I will say, regarding my previous responses, and you probably are already more tactful than this without having to be told - unless the physician has already told the patient they are dying and/or the patient has used that language themselves, I would probably hold off on using that particular phrasing when you are talking with patients. 1) obviously you want to be sure it is accurate lol, and 2) that can be pretty jarring for a patient to hear for the first time, and I think it is best to come from the physician in the context of a larger conversation.
If the patient and family keeps refusing, I respect their wishes. I may continue the conversation or revisit goals of care if things change in the future, but patients have the right to make their own decisions even if I disagree with them. Even under the best of circumstances sometimes people need time to come to their own conclusions and be ready to take the next steps, or they might never want to transition to hospice because of their goals, values, preferences, etc. And that's okay - my job as their family doctor is not to force them into what I think is right, it's to give them the information and support they need to make the right choices for themselves.
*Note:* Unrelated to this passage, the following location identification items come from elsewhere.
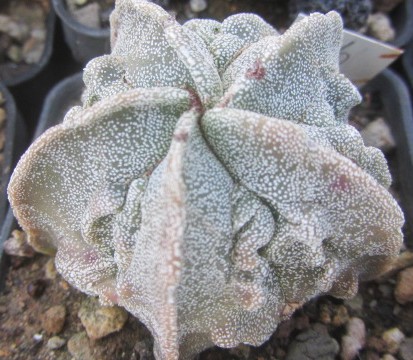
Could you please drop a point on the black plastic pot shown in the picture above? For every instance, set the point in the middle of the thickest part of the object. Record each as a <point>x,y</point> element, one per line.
<point>402,20</point>
<point>395,97</point>
<point>60,99</point>
<point>85,43</point>
<point>15,143</point>
<point>12,75</point>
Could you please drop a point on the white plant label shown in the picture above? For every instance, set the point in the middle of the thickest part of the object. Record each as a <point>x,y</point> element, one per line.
<point>362,57</point>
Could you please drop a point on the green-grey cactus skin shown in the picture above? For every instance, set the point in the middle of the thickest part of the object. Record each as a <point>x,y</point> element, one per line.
<point>210,183</point>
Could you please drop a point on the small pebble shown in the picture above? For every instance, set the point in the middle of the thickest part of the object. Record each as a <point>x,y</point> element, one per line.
<point>403,291</point>
<point>393,338</point>
<point>50,269</point>
<point>376,344</point>
<point>355,304</point>
<point>340,316</point>
<point>79,347</point>
<point>55,342</point>
<point>36,288</point>
<point>88,15</point>
<point>354,339</point>
<point>100,321</point>
<point>14,53</point>
<point>53,319</point>
<point>314,343</point>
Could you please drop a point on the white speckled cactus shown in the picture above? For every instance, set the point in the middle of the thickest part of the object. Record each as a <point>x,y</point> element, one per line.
<point>210,183</point>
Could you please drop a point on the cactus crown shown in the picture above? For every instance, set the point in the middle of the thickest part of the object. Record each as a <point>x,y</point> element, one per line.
<point>210,183</point>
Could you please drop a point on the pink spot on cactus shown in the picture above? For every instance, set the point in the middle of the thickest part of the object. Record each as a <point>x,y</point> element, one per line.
<point>340,184</point>
<point>196,102</point>
<point>257,71</point>
<point>91,256</point>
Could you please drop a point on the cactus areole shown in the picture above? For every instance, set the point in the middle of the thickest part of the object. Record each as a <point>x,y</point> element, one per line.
<point>210,183</point>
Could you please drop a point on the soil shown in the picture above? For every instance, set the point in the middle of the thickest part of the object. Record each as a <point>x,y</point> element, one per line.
<point>22,35</point>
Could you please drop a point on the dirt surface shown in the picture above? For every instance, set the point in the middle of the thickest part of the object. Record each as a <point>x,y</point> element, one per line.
<point>22,35</point>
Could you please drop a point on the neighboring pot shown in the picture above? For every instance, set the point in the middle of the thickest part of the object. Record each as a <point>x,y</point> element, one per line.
<point>85,43</point>
<point>60,99</point>
<point>402,20</point>
<point>395,97</point>
<point>15,143</point>
<point>11,75</point>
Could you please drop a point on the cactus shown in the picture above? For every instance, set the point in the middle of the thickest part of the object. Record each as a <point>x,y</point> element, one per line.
<point>354,12</point>
<point>210,184</point>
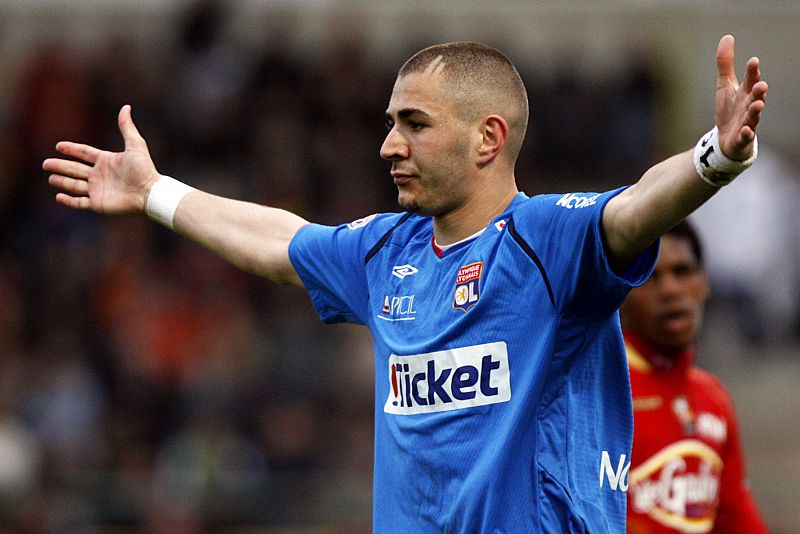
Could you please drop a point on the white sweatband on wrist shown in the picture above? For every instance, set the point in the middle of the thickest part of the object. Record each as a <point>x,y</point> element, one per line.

Regarding the second question - the physician can choose to NOT offer treatments or interventions they feel will be nonbeneficial and potentially harmful. e.g. an oncologist might say a patient is too sick for another round of chemo, a nephrologist might say a patient is not a candidate for dialysis, a surgeon might decline to operate, a GI doc might not offer a long-term feeding tube. The family/patient can refuse any type of treatment, including hospice care, and the physician doing that care anyway would essentially be assault. There may be extreme circumstances on the level of neglect or abuse where there may be a need to seek a surrogate decision maker for a patient but this is quite rare.